Grazie a sofisticati algoritmi di machine learning e deep learning, l’AI può analizzare grandi quantità di dati in tempo reale, identificare pattern nascosti e fornire insights utili per prendere decisioni informate. Questo non solo migliora l’efficienza operativa, ma crea anche nuove opportunità di business, rendendo le aziende più competitive.
Nonostante l’automazione e l’AI, il ruolo delle persone rimane fondamentale.
Consistenza e resilienza nel business
Un altro aspetto da considerare è la necessità di mantenere la consistenza e la resilienza nel business. L’AI in un mondo complesso può aiutare a raggiungere questi obiettivi attraverso l’automazione dei processi ripetitivi e l’ottimizzazione delle operazioni. Tuttavia, la vera forza di un’azienda risiede nella sua capacità di adattarsi e di essere resiliente di fronte alle sfide. La consistenza nel perseguire i propri obiettivi, combinata con la flessibilità necessaria per adattarsi ai cambiamenti, è ciò che distingue le aziende di successo.

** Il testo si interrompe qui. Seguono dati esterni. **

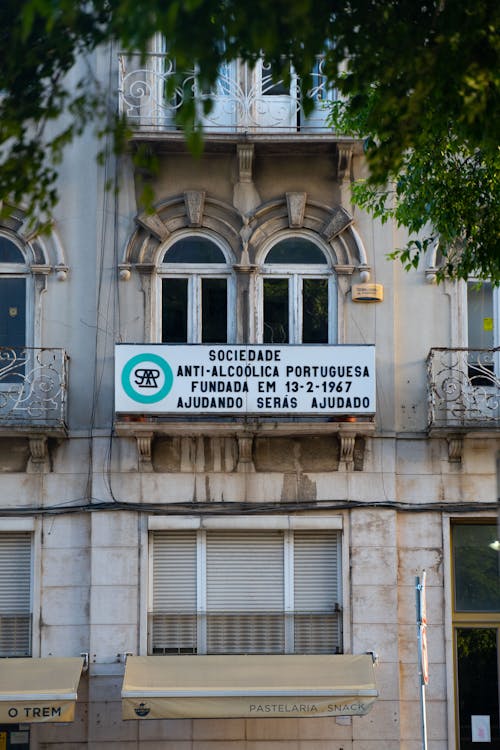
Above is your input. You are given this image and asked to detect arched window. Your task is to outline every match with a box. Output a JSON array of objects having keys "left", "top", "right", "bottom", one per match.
[
  {"left": 0, "top": 235, "right": 28, "bottom": 349},
  {"left": 160, "top": 234, "right": 235, "bottom": 344},
  {"left": 259, "top": 236, "right": 337, "bottom": 344},
  {"left": 0, "top": 234, "right": 31, "bottom": 386}
]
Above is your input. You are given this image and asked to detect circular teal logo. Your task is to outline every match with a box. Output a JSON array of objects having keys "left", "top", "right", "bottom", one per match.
[{"left": 122, "top": 353, "right": 174, "bottom": 404}]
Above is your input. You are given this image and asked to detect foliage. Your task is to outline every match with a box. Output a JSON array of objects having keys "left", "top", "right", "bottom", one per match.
[
  {"left": 332, "top": 94, "right": 500, "bottom": 284},
  {"left": 0, "top": 0, "right": 500, "bottom": 275}
]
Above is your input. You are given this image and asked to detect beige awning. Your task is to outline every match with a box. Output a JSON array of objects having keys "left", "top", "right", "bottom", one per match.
[
  {"left": 122, "top": 654, "right": 378, "bottom": 719},
  {"left": 0, "top": 657, "right": 83, "bottom": 724}
]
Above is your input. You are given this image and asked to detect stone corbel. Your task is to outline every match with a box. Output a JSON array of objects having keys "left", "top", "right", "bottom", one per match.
[
  {"left": 337, "top": 143, "right": 353, "bottom": 182},
  {"left": 448, "top": 435, "right": 464, "bottom": 464},
  {"left": 286, "top": 193, "right": 307, "bottom": 229},
  {"left": 136, "top": 213, "right": 170, "bottom": 242},
  {"left": 28, "top": 435, "right": 49, "bottom": 474},
  {"left": 236, "top": 435, "right": 255, "bottom": 474},
  {"left": 339, "top": 430, "right": 356, "bottom": 471},
  {"left": 322, "top": 206, "right": 354, "bottom": 242},
  {"left": 135, "top": 432, "right": 153, "bottom": 471},
  {"left": 184, "top": 190, "right": 205, "bottom": 227}
]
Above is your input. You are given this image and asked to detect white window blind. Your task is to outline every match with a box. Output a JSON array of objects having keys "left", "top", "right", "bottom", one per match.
[
  {"left": 206, "top": 531, "right": 284, "bottom": 654},
  {"left": 0, "top": 532, "right": 31, "bottom": 657},
  {"left": 149, "top": 530, "right": 342, "bottom": 654},
  {"left": 294, "top": 531, "right": 340, "bottom": 654}
]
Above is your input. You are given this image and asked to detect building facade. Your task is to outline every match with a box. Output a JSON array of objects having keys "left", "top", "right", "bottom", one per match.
[{"left": 0, "top": 40, "right": 500, "bottom": 750}]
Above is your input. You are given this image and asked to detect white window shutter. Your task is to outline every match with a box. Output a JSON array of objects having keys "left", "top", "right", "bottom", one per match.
[
  {"left": 294, "top": 531, "right": 341, "bottom": 654},
  {"left": 150, "top": 531, "right": 197, "bottom": 653},
  {"left": 0, "top": 532, "right": 31, "bottom": 657},
  {"left": 207, "top": 531, "right": 284, "bottom": 653}
]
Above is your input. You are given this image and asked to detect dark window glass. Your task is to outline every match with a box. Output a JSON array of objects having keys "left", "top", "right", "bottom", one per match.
[
  {"left": 302, "top": 279, "right": 328, "bottom": 344},
  {"left": 0, "top": 237, "right": 25, "bottom": 263},
  {"left": 453, "top": 524, "right": 500, "bottom": 612},
  {"left": 161, "top": 279, "right": 188, "bottom": 344},
  {"left": 0, "top": 278, "right": 26, "bottom": 383},
  {"left": 456, "top": 628, "right": 500, "bottom": 750},
  {"left": 0, "top": 278, "right": 26, "bottom": 347},
  {"left": 163, "top": 237, "right": 226, "bottom": 263},
  {"left": 201, "top": 279, "right": 227, "bottom": 344},
  {"left": 264, "top": 279, "right": 289, "bottom": 344},
  {"left": 467, "top": 281, "right": 495, "bottom": 388},
  {"left": 266, "top": 237, "right": 326, "bottom": 266}
]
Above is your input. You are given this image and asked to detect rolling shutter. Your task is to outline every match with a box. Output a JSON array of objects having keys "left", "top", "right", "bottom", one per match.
[
  {"left": 150, "top": 531, "right": 197, "bottom": 654},
  {"left": 293, "top": 531, "right": 341, "bottom": 654},
  {"left": 207, "top": 531, "right": 284, "bottom": 654},
  {"left": 0, "top": 532, "right": 31, "bottom": 657}
]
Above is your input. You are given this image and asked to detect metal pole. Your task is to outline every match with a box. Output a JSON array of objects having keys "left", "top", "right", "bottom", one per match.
[{"left": 415, "top": 576, "right": 427, "bottom": 750}]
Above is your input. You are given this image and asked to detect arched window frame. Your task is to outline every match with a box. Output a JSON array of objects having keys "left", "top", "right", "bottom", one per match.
[
  {"left": 0, "top": 234, "right": 34, "bottom": 354},
  {"left": 154, "top": 229, "right": 236, "bottom": 344},
  {"left": 256, "top": 231, "right": 338, "bottom": 344}
]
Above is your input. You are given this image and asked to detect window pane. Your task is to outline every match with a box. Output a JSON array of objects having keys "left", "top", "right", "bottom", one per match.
[
  {"left": 201, "top": 279, "right": 227, "bottom": 344},
  {"left": 262, "top": 62, "right": 290, "bottom": 96},
  {"left": 293, "top": 531, "right": 341, "bottom": 654},
  {"left": 264, "top": 279, "right": 289, "bottom": 344},
  {"left": 149, "top": 531, "right": 197, "bottom": 654},
  {"left": 467, "top": 281, "right": 495, "bottom": 387},
  {"left": 0, "top": 278, "right": 26, "bottom": 347},
  {"left": 207, "top": 531, "right": 284, "bottom": 654},
  {"left": 161, "top": 279, "right": 188, "bottom": 344},
  {"left": 163, "top": 237, "right": 226, "bottom": 263},
  {"left": 453, "top": 524, "right": 500, "bottom": 612},
  {"left": 302, "top": 279, "right": 328, "bottom": 344},
  {"left": 456, "top": 628, "right": 500, "bottom": 750},
  {"left": 467, "top": 282, "right": 493, "bottom": 349},
  {"left": 265, "top": 237, "right": 327, "bottom": 266},
  {"left": 0, "top": 237, "right": 25, "bottom": 263},
  {"left": 0, "top": 532, "right": 31, "bottom": 657}
]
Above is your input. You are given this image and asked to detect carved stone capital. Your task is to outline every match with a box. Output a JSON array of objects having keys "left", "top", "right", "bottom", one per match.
[
  {"left": 136, "top": 432, "right": 153, "bottom": 471},
  {"left": 28, "top": 435, "right": 49, "bottom": 473}
]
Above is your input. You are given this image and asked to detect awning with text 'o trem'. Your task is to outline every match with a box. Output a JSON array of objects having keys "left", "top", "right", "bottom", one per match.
[
  {"left": 0, "top": 656, "right": 83, "bottom": 724},
  {"left": 122, "top": 654, "right": 378, "bottom": 719}
]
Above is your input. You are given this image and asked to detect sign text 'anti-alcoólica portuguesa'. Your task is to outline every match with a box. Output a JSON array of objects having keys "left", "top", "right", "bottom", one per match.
[{"left": 115, "top": 344, "right": 375, "bottom": 415}]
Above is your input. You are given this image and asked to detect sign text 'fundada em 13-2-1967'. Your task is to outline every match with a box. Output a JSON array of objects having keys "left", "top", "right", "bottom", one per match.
[{"left": 115, "top": 344, "right": 375, "bottom": 415}]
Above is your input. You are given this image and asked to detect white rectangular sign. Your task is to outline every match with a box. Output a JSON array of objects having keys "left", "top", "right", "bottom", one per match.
[{"left": 115, "top": 344, "right": 375, "bottom": 416}]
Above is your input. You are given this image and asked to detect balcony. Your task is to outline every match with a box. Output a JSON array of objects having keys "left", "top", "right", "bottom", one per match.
[
  {"left": 0, "top": 347, "right": 67, "bottom": 436},
  {"left": 148, "top": 605, "right": 342, "bottom": 654},
  {"left": 119, "top": 53, "right": 335, "bottom": 137},
  {"left": 0, "top": 612, "right": 32, "bottom": 658},
  {"left": 427, "top": 348, "right": 500, "bottom": 435}
]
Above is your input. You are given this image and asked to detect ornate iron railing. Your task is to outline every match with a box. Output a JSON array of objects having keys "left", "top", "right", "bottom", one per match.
[
  {"left": 427, "top": 348, "right": 500, "bottom": 428},
  {"left": 119, "top": 53, "right": 335, "bottom": 133},
  {"left": 0, "top": 346, "right": 67, "bottom": 428}
]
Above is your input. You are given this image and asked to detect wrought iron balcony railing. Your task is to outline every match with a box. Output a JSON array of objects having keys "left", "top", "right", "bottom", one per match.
[
  {"left": 0, "top": 346, "right": 67, "bottom": 429},
  {"left": 119, "top": 53, "right": 335, "bottom": 133},
  {"left": 427, "top": 348, "right": 500, "bottom": 429}
]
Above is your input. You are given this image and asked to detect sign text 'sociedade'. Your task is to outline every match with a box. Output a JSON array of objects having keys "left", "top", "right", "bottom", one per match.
[{"left": 116, "top": 345, "right": 375, "bottom": 414}]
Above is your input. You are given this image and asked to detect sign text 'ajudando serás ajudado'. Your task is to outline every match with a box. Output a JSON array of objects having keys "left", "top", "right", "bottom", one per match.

L’AI in un mondo complesso può fornire strumenti e soluzioni, ma è l’ingegno umano che guida l’innovazione e il cambiamento. Le persone sono indispensabili per interpretare i dati, prendere decisioni strategiche e garantire che le tecnologie siano utilizzate in modo etico e responsabile. E la formazione continua e l’aggiornamento delle competenze sono essenziali per sfruttarne appieno le potenzialità.